Link to Article:      https://www.theadvocate.com/acadiana/news/article_ec82f556-a8ce-11e9-8b08-7fb7c465b43c.html

Source:  Acadiana Advocate

Author(s):  Ben Meyers

Date:  July 19, 2019 

Synopsis of / Excerpts from Article 

According to the article:  

The Diocese of Lake Charles joined its six Louisiana counterparts three months ago in releasing a list of clergymen from its jurisdiction who have been “credibly accused” of sexually abusing minors. The lists were intended to answer nationwide public demands for accountability and transparency.

But although the Lake Charles list named predatory priests, it did so in a way that was less than transparent. 

Church officials learned of the abuses of two priests, Gerard Smit and Mark Broussard, years before the dates shown on the new list, records show. The discrepancies conceal periods in which the bishop at that time, Jude Speyrer, and others were aware of allegations and helped abusers continue their pastoral careers. 

Current Lake Charles church leaders say the “dates allegations received” entries reflect when victims put accusations in writing. That threshold was intended to ensure a consistent standard and not to deceive the public, church officials told The Advocate. But it also overlooks clear evidence that the bishop and others knew of abuses and failed to act.

Speyrer, for example, acknowledged in a 1986 letter that he had recently received a complaint that Smit “had been involved in some improper fondling of some small girls about twenty years ago” — in the mid-1960s, in other words — and that Smit did not deny it.

So Speyrer sent Smit to a Catholic-run psychological treatment center in Jemez Springs, New Mexico, and then referred Smit to the Diocese of Wilmington, Delaware, the next year “in good standing.”

Nonetheless, the diocese’s list says it first received allegations against Smit in 2002, making no mention of the allegations Speyrer received 16 years earlier.

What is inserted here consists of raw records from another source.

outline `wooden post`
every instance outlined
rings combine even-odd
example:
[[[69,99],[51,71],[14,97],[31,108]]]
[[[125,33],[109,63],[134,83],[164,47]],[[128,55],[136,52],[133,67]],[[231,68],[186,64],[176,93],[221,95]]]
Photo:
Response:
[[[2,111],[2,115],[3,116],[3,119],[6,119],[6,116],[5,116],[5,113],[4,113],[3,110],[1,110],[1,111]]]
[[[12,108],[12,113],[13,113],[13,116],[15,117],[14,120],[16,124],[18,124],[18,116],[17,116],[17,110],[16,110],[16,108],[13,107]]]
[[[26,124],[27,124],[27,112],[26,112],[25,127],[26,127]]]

In 1988, two years after Smit was treated in New Mexico, Broussard, the other of the two priests, was shipped to the same facility. That’s the year Broussard has said repeatedly that he admitted his abuses to diocesan officials.

However, the new diocesan list says church officials first received allegations against Broussard in 1994, six years after he was sent away for treatment. During that six-year span, Broussard worked as a Lake Charles hospital chaplain and as pastor at St. Eugene Church in Grand Chenier.

Allegations later surfaced that Broussard abused children in both of those assignments.

Smit and Broussard had been exposed as abusers long before the diocese released its list. Smit has never faced criminal prosecution, but the Diocese of Wilmington identified him on its list of credibly accused clergymen in 2006. Smit landed on the Wilmington list after a man told the diocese that Smit had abused him at St. Anne Church in Youngsville in the early 1960s.

Broussard, meanwhile, was convicted by a Calcasieu Parish jury in 2016 of five counts related to sexually assaulting minors, and he is now serving two life terms plus 55 years at the Louisiana State Penitentiary at Angola.

However, the men who knew about their abuse and allowed them to continue in the ministry have not faced the same public scrutiny. In addition to Speyrer, they include the Rev. Henry Mancuso, a well-known retired priest who comes from a prominent Lake Charles family. Mancuso arranged for Broussard to work as a hospital chaplain after Broussard disclosed to Mancuso in 1988 that he had abused several children, according to Broussard’s statements to church officials a decade later.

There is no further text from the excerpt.